Realtor’s Floor Duty Tip #1: Stop Hard Selling-Start Engaging

This morning I called an agent to find out the listing price of a condo in my condo complex. The longtime resident is a good guy and I wanted to compare prices with some of the other properties as a measure for our market. When I called the agent I asked the question: “Hi, Tom can you tell me the list price on 123 Main St?”

The answer I received made me think of a few things I want to share with you since I am a consumer and NOT an agent.

Questions Are Not Buying Signals

1. Asking a question about a property is NOT a buying signal. Check out Mark Dembo’s article on buying signals for practical advice. When I asked for the price, I followed up that question with “What is the square footage of this condo?”  Tom the agent answered the square footage is “1,408″ but then.  .  .

Hard Sell Launch

1. Agent Tom, thinking he had permission to slam me with a sales pitch launched into the following ramble:

Tom: “This is one of the biggest units in the complex (that’s not true-I know for a fact it is avg); this unit has one of the biggest garages in the complex (that is also false); you have private use of your own boat dock (that’s true); you have plenty of parking; two bedrooms 2 1/2 baths; community pool” and the list of features continued.

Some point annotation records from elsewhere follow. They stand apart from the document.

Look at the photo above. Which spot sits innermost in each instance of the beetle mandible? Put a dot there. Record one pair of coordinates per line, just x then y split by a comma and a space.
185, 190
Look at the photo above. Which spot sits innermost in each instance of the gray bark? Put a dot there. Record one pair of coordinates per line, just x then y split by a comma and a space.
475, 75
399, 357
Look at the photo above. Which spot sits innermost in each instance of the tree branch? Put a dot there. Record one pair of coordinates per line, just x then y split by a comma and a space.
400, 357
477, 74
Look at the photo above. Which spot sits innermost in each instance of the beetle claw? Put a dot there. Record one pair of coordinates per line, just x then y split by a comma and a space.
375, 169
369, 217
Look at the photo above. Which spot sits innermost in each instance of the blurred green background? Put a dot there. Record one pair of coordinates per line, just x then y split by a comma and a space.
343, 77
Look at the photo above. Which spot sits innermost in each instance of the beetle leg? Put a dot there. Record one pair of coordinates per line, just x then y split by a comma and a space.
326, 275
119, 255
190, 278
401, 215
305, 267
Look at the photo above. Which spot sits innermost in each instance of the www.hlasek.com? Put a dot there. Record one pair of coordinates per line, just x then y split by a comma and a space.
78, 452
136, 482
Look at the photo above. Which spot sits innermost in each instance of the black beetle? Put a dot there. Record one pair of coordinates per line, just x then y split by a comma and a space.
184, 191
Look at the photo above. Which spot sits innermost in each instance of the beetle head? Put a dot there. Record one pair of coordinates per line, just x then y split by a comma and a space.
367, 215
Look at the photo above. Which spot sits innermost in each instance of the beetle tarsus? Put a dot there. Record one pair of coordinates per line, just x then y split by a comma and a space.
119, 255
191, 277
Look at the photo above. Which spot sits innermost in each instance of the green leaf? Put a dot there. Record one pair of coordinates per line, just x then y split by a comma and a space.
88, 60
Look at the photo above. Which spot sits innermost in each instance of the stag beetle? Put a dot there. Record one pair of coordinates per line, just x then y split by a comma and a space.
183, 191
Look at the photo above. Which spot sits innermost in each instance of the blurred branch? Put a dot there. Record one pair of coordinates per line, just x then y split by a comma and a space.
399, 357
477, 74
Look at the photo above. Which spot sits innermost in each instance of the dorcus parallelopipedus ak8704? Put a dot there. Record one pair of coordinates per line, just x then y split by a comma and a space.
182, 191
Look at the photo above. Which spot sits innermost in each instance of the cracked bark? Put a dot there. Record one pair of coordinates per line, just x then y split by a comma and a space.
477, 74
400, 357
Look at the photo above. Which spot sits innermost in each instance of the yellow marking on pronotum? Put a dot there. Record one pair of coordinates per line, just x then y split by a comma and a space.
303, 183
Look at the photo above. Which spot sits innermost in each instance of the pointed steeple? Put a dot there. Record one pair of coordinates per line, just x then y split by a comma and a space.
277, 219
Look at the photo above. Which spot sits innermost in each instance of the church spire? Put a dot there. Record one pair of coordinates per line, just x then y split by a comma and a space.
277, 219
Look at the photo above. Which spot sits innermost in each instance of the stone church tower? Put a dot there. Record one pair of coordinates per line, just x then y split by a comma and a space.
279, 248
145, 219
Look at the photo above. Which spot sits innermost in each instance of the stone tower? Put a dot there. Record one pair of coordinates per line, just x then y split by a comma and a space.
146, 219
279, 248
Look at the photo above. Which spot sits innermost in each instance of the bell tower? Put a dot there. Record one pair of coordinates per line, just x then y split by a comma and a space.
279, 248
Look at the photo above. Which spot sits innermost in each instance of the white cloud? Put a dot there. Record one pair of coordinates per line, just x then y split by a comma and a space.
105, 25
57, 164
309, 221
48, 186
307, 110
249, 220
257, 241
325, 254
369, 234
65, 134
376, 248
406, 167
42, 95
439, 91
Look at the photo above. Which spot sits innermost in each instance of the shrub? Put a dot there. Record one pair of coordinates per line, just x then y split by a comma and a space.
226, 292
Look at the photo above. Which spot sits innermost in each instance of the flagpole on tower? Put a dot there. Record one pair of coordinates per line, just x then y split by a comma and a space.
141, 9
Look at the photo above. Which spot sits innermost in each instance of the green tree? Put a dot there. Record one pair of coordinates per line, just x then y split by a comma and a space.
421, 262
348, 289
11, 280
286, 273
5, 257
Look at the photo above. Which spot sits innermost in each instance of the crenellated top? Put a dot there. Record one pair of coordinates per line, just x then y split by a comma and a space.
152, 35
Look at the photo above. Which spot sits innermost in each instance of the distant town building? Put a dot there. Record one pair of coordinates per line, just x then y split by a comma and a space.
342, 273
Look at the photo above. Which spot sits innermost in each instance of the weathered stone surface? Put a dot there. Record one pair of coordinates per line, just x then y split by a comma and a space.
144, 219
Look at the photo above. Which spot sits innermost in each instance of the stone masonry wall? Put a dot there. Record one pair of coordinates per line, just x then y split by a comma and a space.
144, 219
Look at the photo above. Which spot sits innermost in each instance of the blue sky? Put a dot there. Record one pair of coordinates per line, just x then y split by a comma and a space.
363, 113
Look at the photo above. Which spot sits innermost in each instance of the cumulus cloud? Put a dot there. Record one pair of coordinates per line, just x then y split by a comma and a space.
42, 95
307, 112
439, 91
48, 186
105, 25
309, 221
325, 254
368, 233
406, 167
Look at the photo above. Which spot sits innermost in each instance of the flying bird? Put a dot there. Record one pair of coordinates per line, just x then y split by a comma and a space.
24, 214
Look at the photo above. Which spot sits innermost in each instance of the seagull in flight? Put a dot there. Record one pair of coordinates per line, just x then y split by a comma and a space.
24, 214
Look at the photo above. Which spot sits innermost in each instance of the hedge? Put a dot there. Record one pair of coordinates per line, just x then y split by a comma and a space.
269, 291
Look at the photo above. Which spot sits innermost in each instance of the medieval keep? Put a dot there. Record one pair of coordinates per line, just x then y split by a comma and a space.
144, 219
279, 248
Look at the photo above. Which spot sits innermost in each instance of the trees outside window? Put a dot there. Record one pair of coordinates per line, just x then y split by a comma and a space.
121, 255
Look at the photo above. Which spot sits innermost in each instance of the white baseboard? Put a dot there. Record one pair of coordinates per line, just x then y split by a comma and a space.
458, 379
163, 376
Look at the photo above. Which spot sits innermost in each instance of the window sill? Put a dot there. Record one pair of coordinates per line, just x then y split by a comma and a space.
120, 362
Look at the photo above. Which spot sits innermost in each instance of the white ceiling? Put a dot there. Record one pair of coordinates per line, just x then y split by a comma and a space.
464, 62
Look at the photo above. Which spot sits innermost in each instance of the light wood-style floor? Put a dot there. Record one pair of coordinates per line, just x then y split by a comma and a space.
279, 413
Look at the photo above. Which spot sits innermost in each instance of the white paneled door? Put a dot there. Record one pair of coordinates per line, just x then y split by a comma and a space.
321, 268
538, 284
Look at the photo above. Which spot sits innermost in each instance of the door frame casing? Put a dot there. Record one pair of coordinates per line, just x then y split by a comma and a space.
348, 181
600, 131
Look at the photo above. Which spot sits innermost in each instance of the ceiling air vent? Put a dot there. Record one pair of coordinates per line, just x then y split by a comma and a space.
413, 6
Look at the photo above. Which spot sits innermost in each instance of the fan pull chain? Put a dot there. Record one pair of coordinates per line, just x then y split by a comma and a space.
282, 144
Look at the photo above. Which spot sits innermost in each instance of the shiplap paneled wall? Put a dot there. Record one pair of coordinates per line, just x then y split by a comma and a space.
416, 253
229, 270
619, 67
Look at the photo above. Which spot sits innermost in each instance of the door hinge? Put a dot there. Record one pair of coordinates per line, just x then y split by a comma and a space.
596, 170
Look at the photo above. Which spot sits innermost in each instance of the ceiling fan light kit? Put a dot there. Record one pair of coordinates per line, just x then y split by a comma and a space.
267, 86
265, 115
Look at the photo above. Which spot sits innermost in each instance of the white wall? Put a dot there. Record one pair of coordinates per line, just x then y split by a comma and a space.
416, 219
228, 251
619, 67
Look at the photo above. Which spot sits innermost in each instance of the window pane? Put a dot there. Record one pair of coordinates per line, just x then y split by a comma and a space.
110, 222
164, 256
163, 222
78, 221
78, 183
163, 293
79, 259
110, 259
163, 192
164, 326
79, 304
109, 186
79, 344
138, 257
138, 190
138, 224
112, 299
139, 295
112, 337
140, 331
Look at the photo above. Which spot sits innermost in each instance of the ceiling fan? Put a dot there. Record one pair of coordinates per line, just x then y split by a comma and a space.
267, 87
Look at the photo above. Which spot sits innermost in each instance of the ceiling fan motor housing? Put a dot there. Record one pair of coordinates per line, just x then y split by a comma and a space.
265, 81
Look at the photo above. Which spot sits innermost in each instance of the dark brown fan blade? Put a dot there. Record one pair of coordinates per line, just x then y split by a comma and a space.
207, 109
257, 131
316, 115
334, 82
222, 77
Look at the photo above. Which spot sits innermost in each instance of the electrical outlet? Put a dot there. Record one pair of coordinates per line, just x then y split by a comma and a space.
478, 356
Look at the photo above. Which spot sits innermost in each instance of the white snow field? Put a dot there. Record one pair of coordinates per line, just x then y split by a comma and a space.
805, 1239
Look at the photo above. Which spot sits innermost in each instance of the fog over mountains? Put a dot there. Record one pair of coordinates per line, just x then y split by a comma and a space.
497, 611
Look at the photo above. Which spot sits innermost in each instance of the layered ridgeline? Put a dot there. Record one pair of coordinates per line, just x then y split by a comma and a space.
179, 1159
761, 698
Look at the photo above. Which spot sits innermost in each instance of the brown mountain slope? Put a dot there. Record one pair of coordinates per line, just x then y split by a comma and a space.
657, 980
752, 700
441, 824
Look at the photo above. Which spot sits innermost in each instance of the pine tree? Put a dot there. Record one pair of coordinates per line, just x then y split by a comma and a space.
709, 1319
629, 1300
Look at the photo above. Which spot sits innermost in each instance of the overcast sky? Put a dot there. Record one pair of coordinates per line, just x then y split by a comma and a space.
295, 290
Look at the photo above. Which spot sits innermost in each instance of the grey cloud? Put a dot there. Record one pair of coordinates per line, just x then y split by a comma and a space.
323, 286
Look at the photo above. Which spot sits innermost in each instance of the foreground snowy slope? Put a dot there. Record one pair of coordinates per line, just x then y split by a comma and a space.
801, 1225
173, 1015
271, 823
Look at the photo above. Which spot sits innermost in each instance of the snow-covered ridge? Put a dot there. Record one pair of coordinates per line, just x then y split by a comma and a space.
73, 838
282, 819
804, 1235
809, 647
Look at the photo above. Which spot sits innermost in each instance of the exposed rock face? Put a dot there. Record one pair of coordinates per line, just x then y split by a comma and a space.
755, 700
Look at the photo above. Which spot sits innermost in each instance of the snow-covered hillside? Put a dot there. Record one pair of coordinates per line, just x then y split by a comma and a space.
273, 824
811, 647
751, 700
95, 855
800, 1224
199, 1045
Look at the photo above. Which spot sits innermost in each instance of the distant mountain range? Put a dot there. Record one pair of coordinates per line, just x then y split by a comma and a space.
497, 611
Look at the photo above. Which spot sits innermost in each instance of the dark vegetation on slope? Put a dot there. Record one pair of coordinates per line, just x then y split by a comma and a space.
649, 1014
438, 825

Note: During this Features “Puke” Tom was on a roll, never stopped to measure my interest, and continued at a speed where I could not ask another question. His attitude was just sit back and listen to how great this property is and how great it would be for you.

My Reaction

1. Run, run fast, run away immediately. So that is what I did to Tom. I told him: “Thank you I appreciate the information have a good day.” I hung up before Tom could react with ANOTHER DOZEN FEATURES I COULD NOT LIVE WITHOUT.

2. My perception of Tom:

a.) Tom knows the Hard Sell

b.) Tom does not know how to engage on a personal level and create a connection

c.) Tom is desperate, he is selfish

d.) Tom is unprofessional

e.) Tom did not attempt to brand himself

f.) Tom did not give me a feel for the buyer’s situation

g.) Tom did not ask one probing question

h.) Tom did not care for anything but puking his information all over me.

i.) Tom does not know how to give value in order to connect

If I Were a Betting Man: Tom’s Reaction To My Call

1. I was just another tire kicking clown

2. I was not serious

3. That call was a waste of time

4. That guy was rude as he did not let me continue my mindless info puke

5. Floor duty sucks!

Opportunities Tom Missed and Things He will Never Understand

1. I could be somebody who could help his career- I would write about him and help him with Web 2.0 transition or sales transition if he had just engaged with me

2. He doesn’t know who I know- I know lots of friendly people here on Active Rain. He needs to be here and I will bet (sorry I would make this bet) my house he is not aware of Active Rain or the power here

3. He did not try to befriend, engage, or create a personal relationship-again I do know the county as I grew up in Marin County when the market for starter homes was $19,500-I know lots of people even today

4. He did not ask permission to provide more information- this would have shown respect and I would have gladly accepted his info puke

5. He did not brand himself and offer a glimpse of his differentiating factor

6. He did not offer any value give, any value information, any value advice

The Secret That Is NO Secret

Every call is an opportunity to show why a person should be interested in you. The method to gaining access to people, their confidence, and their group of friends is to provide free information that people value.

3 thoughts on “Realtor’s Floor Duty Tip #1: Stop Hard Selling-Start Engaging

  1. Great article with great points. But what should Tom have done? When you asked about the condo, and he told you the square footage, what should he have said next? Just curious, not challenging you. Trying to learn. Thanks!

    • Tom should have said “This particular unit has about 1900 square feet … would that square footage work for you?” Wait for him to answer!!! Then can you tell me a little more about what you are hoping to accomplish? Are you currently living in the building or are you interested in moving into it? How can I best serve you today?” Turn the conversation from the unit to the caller and the callers needs … then offer ways to assist the caller in getting their objectives met.

  2. Hi Sookie,

    Tom should have known the facts about his property he represented. One of the first things an agent should know, with no excuses, is the approximate or exact sq footage of the property.

    It’s a no brainer and something every buyer wants to know so they can calculate the cost per sq foot.

    In order to be safe, most Realtors will quote an “approximate” sq footage number. Ex Tom: “This property is approximately 1,900 sq feet.”

    If you are concerned about staying out of trouble, then quote a number slightly BELOW the sq footage number with a promise to get the exact number to the client. Thanks for commenting!